On 7/7/05, Farkas Levente lfarkas@bppiac.hu wrote:
hi, after we switch our servers from centos-3 to centos-4 (aka. rhel-4) one of our server always crash once a week without any oops. this happneds with both the normal kernel-2.6.9-11.EL and kernel-2.6.9-11.106.unsupported. after we change the motherboard, the raid contorller and the cables too we still got it. finally we start netdump and last but not least yesterday we got a crash log and a core file. it seems there is a bug in the raid5 code of the kernel. this is our backup server with 8 x 200GB hdd in a raid5 (for the data) plus 2 x 40GB hdd in raid1 (for the system) with 3ware 8xxx raid contorller, running. i attached the netdump log of the last crash. how can i fix it? yours.
Hi,
I have seen similar (but not quite the same) in the raid code on RHEL 3 kernels. They typically have occured due to a race condition between something updating the linked lists of raid devices and something trying to read them. For RHEL 3, my co-workes and I found where one particular race condition was fixed in 2.6 kernel and back ported to RHEL 3 kernel. Ultimately this patch was placed in one of the updates for the RHEL 3 kernel.
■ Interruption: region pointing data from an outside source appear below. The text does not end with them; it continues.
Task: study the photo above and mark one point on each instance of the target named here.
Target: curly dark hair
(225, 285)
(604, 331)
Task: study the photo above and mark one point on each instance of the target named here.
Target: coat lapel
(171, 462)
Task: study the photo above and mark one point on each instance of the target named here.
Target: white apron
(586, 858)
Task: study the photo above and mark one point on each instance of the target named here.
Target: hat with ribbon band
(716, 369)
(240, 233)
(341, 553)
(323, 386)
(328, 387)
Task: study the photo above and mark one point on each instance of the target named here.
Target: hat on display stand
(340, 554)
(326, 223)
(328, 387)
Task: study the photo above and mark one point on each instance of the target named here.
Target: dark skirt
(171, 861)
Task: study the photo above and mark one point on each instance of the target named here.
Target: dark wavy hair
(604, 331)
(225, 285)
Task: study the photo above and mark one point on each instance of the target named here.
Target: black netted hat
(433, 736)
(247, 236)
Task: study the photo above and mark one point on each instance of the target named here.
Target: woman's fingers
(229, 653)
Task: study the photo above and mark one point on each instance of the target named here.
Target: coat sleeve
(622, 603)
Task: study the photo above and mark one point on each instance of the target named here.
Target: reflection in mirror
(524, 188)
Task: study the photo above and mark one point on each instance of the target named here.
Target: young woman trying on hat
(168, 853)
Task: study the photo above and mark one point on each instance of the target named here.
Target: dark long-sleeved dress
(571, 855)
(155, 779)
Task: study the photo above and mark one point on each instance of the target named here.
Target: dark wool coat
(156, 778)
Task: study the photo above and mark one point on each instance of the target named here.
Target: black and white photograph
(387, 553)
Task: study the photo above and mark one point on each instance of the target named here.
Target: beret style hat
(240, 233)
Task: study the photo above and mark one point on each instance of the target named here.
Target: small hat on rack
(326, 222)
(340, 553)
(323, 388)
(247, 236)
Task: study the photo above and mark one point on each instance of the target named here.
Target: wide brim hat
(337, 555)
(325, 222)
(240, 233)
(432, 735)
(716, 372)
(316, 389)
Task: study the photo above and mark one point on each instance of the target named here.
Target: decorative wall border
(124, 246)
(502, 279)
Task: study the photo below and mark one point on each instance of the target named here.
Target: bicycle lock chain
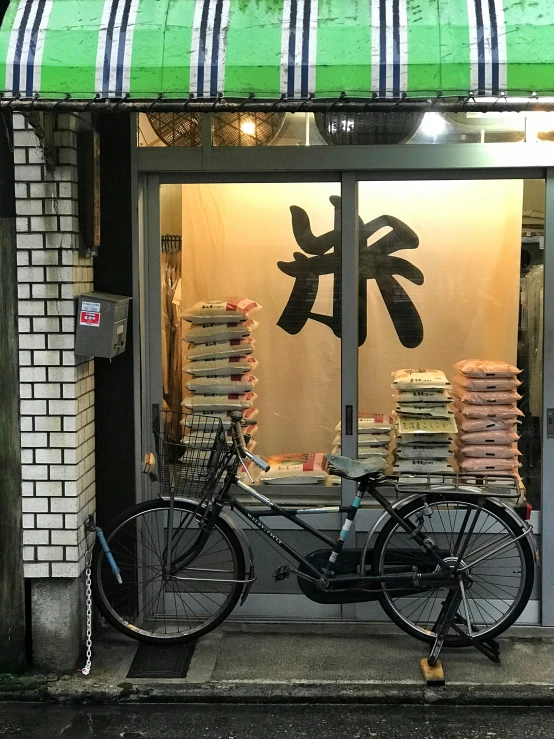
(89, 528)
(88, 589)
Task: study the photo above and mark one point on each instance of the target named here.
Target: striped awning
(276, 49)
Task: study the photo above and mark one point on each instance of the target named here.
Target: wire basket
(192, 454)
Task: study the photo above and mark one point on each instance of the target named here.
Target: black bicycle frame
(253, 516)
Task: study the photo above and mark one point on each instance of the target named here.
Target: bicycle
(449, 567)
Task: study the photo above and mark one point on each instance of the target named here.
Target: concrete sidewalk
(361, 663)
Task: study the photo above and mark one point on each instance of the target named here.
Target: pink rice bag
(472, 425)
(489, 398)
(486, 368)
(489, 437)
(488, 411)
(489, 450)
(474, 464)
(481, 385)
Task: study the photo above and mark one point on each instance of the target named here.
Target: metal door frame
(153, 167)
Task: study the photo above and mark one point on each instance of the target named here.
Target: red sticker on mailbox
(90, 314)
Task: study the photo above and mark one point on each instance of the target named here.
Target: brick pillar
(56, 386)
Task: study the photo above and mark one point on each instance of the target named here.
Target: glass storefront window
(268, 250)
(454, 271)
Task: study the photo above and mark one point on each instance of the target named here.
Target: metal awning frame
(342, 104)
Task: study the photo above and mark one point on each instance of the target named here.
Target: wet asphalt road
(43, 721)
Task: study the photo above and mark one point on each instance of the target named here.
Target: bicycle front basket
(192, 453)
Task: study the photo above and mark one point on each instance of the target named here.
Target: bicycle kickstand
(490, 648)
(444, 622)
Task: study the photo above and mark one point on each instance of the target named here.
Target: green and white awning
(175, 49)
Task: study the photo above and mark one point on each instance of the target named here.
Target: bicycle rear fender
(523, 525)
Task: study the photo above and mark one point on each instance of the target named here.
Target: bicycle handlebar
(258, 461)
(240, 444)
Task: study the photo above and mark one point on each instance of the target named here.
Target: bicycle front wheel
(499, 562)
(152, 606)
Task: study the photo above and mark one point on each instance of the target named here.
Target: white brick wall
(56, 387)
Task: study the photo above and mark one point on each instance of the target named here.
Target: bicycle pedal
(281, 573)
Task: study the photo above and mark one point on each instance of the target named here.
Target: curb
(40, 689)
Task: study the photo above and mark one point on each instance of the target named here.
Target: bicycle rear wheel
(151, 606)
(500, 567)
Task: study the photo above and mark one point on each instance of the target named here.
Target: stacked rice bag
(424, 422)
(487, 413)
(374, 435)
(295, 469)
(220, 364)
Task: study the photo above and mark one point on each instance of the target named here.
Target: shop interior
(449, 271)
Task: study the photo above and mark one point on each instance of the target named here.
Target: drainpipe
(12, 601)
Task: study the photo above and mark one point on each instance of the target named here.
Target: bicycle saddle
(355, 469)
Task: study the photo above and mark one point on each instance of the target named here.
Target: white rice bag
(484, 466)
(423, 451)
(423, 438)
(410, 379)
(221, 367)
(432, 396)
(221, 349)
(366, 440)
(424, 411)
(422, 465)
(200, 334)
(221, 310)
(372, 423)
(470, 410)
(202, 420)
(489, 450)
(366, 451)
(218, 403)
(222, 385)
(481, 385)
(493, 437)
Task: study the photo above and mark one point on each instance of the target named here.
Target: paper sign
(90, 318)
(90, 314)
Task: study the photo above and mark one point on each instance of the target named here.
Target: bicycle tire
(106, 592)
(527, 557)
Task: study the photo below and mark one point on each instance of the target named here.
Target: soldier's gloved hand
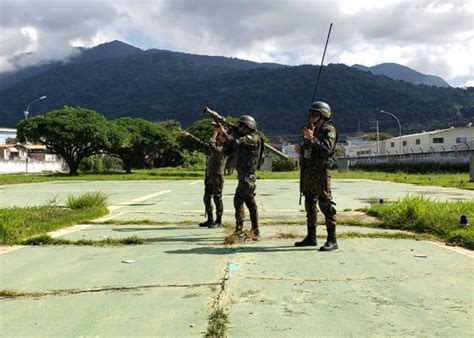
(297, 148)
(308, 133)
(220, 128)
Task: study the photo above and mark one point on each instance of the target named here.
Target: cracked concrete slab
(367, 288)
(160, 313)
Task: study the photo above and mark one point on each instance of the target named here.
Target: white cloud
(469, 83)
(433, 36)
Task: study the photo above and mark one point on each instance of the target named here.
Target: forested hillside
(159, 85)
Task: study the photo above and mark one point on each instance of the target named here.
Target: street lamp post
(399, 128)
(26, 112)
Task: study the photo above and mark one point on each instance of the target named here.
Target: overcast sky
(433, 37)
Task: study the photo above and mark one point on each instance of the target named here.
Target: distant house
(6, 133)
(450, 139)
(36, 152)
(8, 152)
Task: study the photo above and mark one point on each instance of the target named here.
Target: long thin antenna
(321, 66)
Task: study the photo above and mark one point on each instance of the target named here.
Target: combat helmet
(249, 121)
(321, 108)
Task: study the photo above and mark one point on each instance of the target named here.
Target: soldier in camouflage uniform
(214, 181)
(247, 146)
(317, 152)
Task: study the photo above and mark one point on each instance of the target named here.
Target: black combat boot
(208, 223)
(331, 242)
(217, 223)
(310, 239)
(254, 221)
(239, 233)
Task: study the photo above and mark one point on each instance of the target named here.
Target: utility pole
(377, 132)
(378, 140)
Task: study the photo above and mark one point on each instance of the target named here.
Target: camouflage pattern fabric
(318, 153)
(214, 181)
(247, 150)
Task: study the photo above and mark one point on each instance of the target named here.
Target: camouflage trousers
(213, 186)
(245, 193)
(317, 191)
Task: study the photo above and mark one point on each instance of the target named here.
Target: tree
(72, 133)
(136, 141)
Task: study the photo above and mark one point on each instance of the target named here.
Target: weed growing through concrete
(48, 240)
(433, 179)
(218, 324)
(428, 216)
(94, 199)
(18, 223)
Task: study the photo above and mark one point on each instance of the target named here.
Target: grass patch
(435, 179)
(453, 180)
(218, 324)
(94, 199)
(424, 215)
(19, 223)
(48, 240)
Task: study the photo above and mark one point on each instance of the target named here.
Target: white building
(6, 133)
(451, 139)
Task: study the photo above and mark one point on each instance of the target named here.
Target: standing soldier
(248, 151)
(214, 181)
(318, 149)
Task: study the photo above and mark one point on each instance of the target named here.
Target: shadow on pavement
(237, 250)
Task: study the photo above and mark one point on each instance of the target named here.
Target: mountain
(399, 72)
(159, 85)
(116, 49)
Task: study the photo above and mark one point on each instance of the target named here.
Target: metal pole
(399, 128)
(378, 141)
(26, 112)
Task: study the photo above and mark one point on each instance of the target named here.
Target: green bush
(281, 164)
(424, 215)
(92, 163)
(193, 159)
(94, 199)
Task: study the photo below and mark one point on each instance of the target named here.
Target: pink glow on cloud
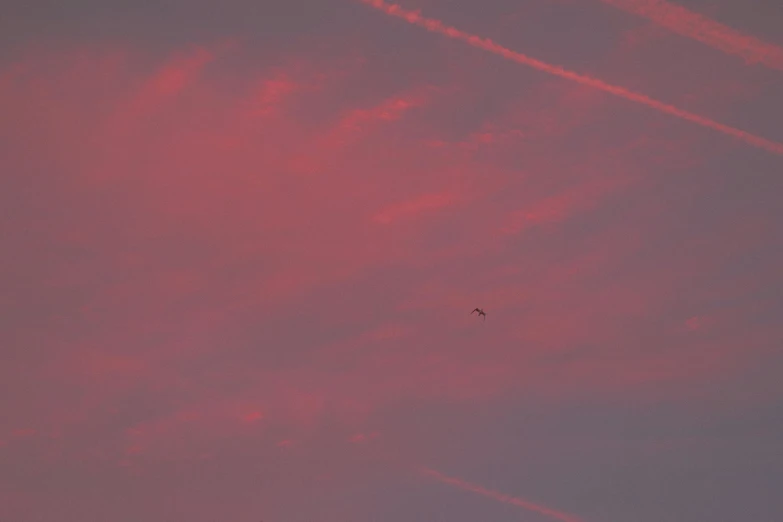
(239, 267)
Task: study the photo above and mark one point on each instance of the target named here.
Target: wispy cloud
(500, 497)
(437, 26)
(698, 27)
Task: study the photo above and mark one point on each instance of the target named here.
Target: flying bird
(480, 311)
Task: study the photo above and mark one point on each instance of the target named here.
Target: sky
(242, 241)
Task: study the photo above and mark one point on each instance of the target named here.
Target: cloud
(488, 45)
(698, 27)
(500, 497)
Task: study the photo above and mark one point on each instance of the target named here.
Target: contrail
(698, 27)
(436, 26)
(508, 499)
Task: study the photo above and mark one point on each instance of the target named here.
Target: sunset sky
(241, 241)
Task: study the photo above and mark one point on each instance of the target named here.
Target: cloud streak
(439, 27)
(700, 28)
(500, 497)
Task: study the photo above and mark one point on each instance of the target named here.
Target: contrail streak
(436, 26)
(697, 27)
(508, 499)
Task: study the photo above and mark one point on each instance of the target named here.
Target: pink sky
(241, 244)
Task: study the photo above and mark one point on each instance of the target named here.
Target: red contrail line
(436, 26)
(508, 499)
(698, 27)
Anyway, it is likely your problem is yet another race condition. What I would suggest doing is get a box configured with true RHEL 4 and reproduce. Once reproduced file a bugzilla report with redhat. We have had very good success with this approach with a number of kernel bugs we found in the Centos 3/RHEL 3 kernels. Fixes have not always come quickly, but they generally do come.
Good Luck...james
--